We were out to dinner with the boys, which sometimes is great but most of the time is fun some of the time and the rest of the time is just a bad idea, and the guy at the table next to us kept eyeballing (my hat and collar)
our table at my incessant nagging of 7yo. I don’t enjoy constantly asking him to stop or change his behaviour, but the thing is, my boys know how to behave but sometimes they forget, so I will remind them, then take a gulp of my wine. I was getting a bit pissy that this fellow couldn’t keep his eyes and ears at his own bloody table. Even my boys can do that most of the time.

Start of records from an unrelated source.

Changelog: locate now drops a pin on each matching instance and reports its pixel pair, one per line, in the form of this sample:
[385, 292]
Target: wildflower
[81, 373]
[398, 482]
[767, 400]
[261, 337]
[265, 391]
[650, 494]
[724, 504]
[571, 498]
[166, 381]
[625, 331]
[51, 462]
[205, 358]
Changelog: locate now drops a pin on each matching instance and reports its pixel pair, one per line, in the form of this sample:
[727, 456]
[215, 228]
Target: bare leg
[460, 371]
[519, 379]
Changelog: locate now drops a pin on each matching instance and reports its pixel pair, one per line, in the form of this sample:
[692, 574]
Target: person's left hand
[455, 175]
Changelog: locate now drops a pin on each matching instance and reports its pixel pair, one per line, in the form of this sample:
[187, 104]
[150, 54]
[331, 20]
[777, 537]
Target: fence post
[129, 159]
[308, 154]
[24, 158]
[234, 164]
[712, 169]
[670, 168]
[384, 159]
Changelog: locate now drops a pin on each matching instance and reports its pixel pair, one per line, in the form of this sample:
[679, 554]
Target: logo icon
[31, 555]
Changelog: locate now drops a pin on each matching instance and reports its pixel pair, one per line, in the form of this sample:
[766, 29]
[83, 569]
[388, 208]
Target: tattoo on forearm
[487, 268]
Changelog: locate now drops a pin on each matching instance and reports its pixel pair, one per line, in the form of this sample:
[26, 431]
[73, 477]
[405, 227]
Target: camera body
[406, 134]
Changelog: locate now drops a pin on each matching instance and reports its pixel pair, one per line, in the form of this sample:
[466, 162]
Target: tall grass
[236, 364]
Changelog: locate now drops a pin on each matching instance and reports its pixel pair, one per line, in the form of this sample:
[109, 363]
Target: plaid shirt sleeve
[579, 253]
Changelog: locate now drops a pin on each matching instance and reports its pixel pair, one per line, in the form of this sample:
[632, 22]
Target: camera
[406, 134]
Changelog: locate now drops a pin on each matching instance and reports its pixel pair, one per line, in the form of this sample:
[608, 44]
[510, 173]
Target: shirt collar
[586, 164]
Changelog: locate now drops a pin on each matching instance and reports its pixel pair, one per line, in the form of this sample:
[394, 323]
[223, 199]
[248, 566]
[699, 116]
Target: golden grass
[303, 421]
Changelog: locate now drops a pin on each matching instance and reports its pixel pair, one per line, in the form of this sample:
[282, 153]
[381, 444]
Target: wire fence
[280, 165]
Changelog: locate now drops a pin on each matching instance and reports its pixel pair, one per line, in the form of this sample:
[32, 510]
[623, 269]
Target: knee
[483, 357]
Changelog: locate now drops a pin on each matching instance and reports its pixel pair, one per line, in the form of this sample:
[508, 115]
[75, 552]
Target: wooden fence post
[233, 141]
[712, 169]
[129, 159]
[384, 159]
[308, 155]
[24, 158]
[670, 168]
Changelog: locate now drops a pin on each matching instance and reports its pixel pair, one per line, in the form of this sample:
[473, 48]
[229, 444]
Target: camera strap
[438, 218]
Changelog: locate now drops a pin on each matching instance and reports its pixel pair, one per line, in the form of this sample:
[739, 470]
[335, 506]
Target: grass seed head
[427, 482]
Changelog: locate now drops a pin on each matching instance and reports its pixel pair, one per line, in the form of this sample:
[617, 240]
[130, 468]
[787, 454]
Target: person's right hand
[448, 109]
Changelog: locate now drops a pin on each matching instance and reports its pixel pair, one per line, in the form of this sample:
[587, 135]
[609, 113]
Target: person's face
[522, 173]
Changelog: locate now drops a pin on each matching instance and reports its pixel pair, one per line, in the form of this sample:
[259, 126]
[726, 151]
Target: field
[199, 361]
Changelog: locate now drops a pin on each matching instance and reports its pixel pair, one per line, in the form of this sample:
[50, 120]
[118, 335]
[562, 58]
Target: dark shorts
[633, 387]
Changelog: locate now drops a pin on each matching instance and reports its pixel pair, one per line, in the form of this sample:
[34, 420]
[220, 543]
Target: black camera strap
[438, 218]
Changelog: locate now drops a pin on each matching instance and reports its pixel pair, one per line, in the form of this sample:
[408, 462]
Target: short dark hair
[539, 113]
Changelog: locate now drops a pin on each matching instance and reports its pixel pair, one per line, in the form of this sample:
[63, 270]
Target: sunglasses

Of course, I started getting self-conscious about my parenting, then I just got self-righteous as we got in the car. Isn’t it my job to raise children who can follow the rules of semi-polite society? Wouldn’t he be the first to complain if they didn’t respect and listen to their elders? Isn’t it my responsibility to make sure they learn to keep their body parts to themselves and not use them for hurting others, unless we’re at home and they’re running rampant in the backyard? Wouldn’t he be insulted if they threw things and yelled and ran around while he is sipping his beer? I would, and I do when other kids are shits in restaurants. I don’t want my kids be “other people’s kids”, so
Elbows off the table
Use your napkin
Chew with your mouth closed
Sit up, on your bottom, close to the table
Don’t shout at the table
Walk to the play area
Share with the other kids
Be gentle with the little kids
Use your manners
Wait while we get ready to leave
Let’s walk together
Then as luck would have it, I decided to go out to lunch and I lost my temper at 3yo for being a shit and the old duck two tables down had disagreement all over her face. Or was it too much make up? She didn’t know he had been a shit all morning, even though he had played for two hours prior, or that I had just bought him a pined for toy and it was none of her business, anyway. She had never had kids or she had forgotten that sometimes everyone else can go fuck themselves while I voice my disapproval to my child about his behaviour.
I am of the very ardent hope that by guiding my children through the twists and turns of becoming positively contributing members of society, especially while out and about within that society, they won’t need to be poked and prodded and told to hush in the library when they are adults. They may also be able to look people in the eye and ask just what the hail they are staring at.